Like his father before him, Eric McLuhan had to deal with the tsunami of “information” generated in what has become a seven-billion-channel media universe. He wasn’t good at it, and no one can be. Most of these channels are wasting our time.
As a recipient of his emails, I noticed that the items he chose to flag from the Internet were hardly ever edgy. He would spot a good joke, or some revealing, unintended wordplay, that was almost shockingly harmless. He would zero in upon some obscure research, on a topic of interest to almost no one else. Only occasionally would he observe, in passing, that our world is going to Hell, and then he would find a light way to express it.
He was Marshall McLuhan’s collaborator and heir, in what might be called the family business of “Understanding Media.” His own son Andrew, who was with him when he died in Bogota, Colombia last week – after a very successful lecture – must pick up the torch.
Andrew, incidentally, eschews email. He prefers to send and receive handwritten letters, in envelopes with stamps.
It has been a very Catholic family. I first met Eric (seventy-six at death) as a young colleague of my father’s, in what both considered a dubious Canadian educational institution. He was already a fount of exhilarating “facts and arguments,” at the age of more like thirty.
On hearing that we had lost him, I searched the Internet of course, discovering old recordings of his father’s lectures and interviews that I had not heard before. Closing my eyes, I could imagine it was Eric speaking, transferred from the present to the exotic lecture halls and broadcasting studios of the 1960s. Opening them I glimpsed once more a world I had partially forgotten, full of earnest young students paying riveted attention and asking polite, thoughtful questions.
The last time I spoke with Eric, I found him still in that world. He was on fire from his readings into medieval accounts of sensory experience. The “moderns” are boxed in to five material senses, but the medievals had lost count at about twenty-seven. I wanted to know more.
A death may be not only sad, but frustrating – so much valuable learning and experience lost to the world. Who will take it up? Who will put all the remains in order as Eric had long been doing with his father’s massive personal library and notes (since passed along to Toronto’s Fisher Library)?
Which had filled a barn at Eric’s rural home; things like four copies of Finnegans Wake, all of them crawling with marginalia.
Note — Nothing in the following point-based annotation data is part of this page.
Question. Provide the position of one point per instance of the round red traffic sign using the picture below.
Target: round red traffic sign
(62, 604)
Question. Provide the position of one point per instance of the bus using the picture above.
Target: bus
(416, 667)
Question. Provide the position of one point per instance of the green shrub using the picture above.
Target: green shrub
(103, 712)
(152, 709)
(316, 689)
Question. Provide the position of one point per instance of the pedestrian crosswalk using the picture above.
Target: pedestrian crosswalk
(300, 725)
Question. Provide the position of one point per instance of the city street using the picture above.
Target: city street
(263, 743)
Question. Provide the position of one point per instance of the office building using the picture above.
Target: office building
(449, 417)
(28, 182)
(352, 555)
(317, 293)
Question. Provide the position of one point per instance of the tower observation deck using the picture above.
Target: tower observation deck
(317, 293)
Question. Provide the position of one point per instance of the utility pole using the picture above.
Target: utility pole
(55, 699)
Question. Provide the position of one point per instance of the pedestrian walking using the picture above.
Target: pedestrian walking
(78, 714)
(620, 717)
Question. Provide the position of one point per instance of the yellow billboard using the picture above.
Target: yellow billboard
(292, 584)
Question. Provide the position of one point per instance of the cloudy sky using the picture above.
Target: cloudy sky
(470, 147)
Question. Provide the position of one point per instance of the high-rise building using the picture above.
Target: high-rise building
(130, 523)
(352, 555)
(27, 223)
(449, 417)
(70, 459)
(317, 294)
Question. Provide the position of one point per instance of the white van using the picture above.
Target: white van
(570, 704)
For the McLuhans, père et fils, belonged to a species now almost extinct. They were what I call “tweedjackets.” All their work on the nature of communications media began as the research of an eccentric literature professor, from Winnipeg of all frigid places. To the end, Eric was a tweedjacket, too, still teaching the “great books,” when he could, to students less and less willing to read them.
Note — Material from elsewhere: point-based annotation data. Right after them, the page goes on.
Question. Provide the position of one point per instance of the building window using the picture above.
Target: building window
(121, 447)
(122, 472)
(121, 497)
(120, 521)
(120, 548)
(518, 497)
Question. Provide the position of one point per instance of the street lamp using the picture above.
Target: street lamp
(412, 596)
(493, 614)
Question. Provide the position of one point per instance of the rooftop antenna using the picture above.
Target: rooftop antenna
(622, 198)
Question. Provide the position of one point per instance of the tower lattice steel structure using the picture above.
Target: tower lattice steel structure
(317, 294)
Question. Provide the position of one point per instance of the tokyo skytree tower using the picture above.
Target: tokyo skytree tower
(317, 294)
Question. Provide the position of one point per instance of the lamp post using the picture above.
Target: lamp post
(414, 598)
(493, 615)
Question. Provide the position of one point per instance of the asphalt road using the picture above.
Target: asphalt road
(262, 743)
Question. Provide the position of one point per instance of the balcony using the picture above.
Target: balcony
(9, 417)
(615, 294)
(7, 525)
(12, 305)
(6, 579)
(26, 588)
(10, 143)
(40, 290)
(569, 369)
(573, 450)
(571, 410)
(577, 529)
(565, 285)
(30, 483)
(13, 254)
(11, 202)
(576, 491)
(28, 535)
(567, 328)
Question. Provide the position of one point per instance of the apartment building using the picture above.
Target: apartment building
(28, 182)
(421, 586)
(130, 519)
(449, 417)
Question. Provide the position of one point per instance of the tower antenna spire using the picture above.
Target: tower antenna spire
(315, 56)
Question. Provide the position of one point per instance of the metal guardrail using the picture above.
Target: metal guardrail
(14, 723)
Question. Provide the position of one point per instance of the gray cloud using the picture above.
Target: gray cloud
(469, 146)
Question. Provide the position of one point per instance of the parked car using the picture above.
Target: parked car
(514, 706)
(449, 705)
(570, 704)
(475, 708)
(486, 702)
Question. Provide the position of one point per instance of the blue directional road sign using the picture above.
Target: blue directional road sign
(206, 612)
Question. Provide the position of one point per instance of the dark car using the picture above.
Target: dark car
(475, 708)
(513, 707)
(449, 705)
He, like his father, was a beautifully backward person. They were on an essentially scientific mission, and in that sense dispassionate; “the laws of media” were being studied in the spirit of early physics. “Criticism” of these laws was therefore out of place. The question was instead, “What are they?”
McLuhan Senior was sometimes condemned for his chastity, in this regard. Interviewers would gravely ask what he thought of our bravely new “electric” environment. (This was before it became the “electronic.”) And McLuhan Junior would, like his father, often wink the question away.
Yet if it was asked with any precision, an answer would be forthcoming. They were horrified.
“The global village is a little town where everybody is maliciously engaged in poking his nose into everybody else’s business. You don’t necessarily have harmony.”
From such analytical remarks, one might already suspect a negative attitude towards it, yet to this day as Eric often noticed the most apocalyptic developments could still be taken as more glib evidence of “progress,” and the person who predicted them still be taken as “a prophet.”
Eric’s misfortune, as he continued that research, was to live into a generation upon which “Menippean satire” (which is of situations, not persons) had lost its tenuous hold. The reality had outpaced the joke, now replaced by cynical irony. Only in retrospect can we see that Marshall’s mid-Sixties description of how the Internet would work – once the computers had made it possible – were perfectly tame, straightforward, and accurate. The update can only be, “you ain’t seen nothin’ yet.”
Like father, like son – both, incidentally, highly traditional old-Mass Catholics, whose first resort was to their Latin missals.
“I am resolutely opposed to all innovation, all change,” said Marshall more than half a century ago, in a television interview with the (still living!) Canadian cultural journalist, Robert Fulford.
“But I am determined to understand what’s happening, because I don’t choose to sit and let the juggernaut roll over me. Now many people seem to think that if you talk about something recent you’re in favor of it. The exact opposite is true in my case. Anything I talk about is almost certain to be something I’m resolutely against, and it seems to me the best way to oppose it is to understand it, and then you know where to turn off the button.”
Consider, in passing, the use of the “rearview mirror.” As Eric would explain, it does not show things moving backwards. It shows things moving forward. It orients us not to where we were, but to where we are. Only men with the ability to “read” it can have an idea of what might hit them. For the rest, there is the dead-fish stasis, of unreflective movement in the traffic stream.
The medium is the message, and the message of the Internet is, paradoxically, this intellectual stasis.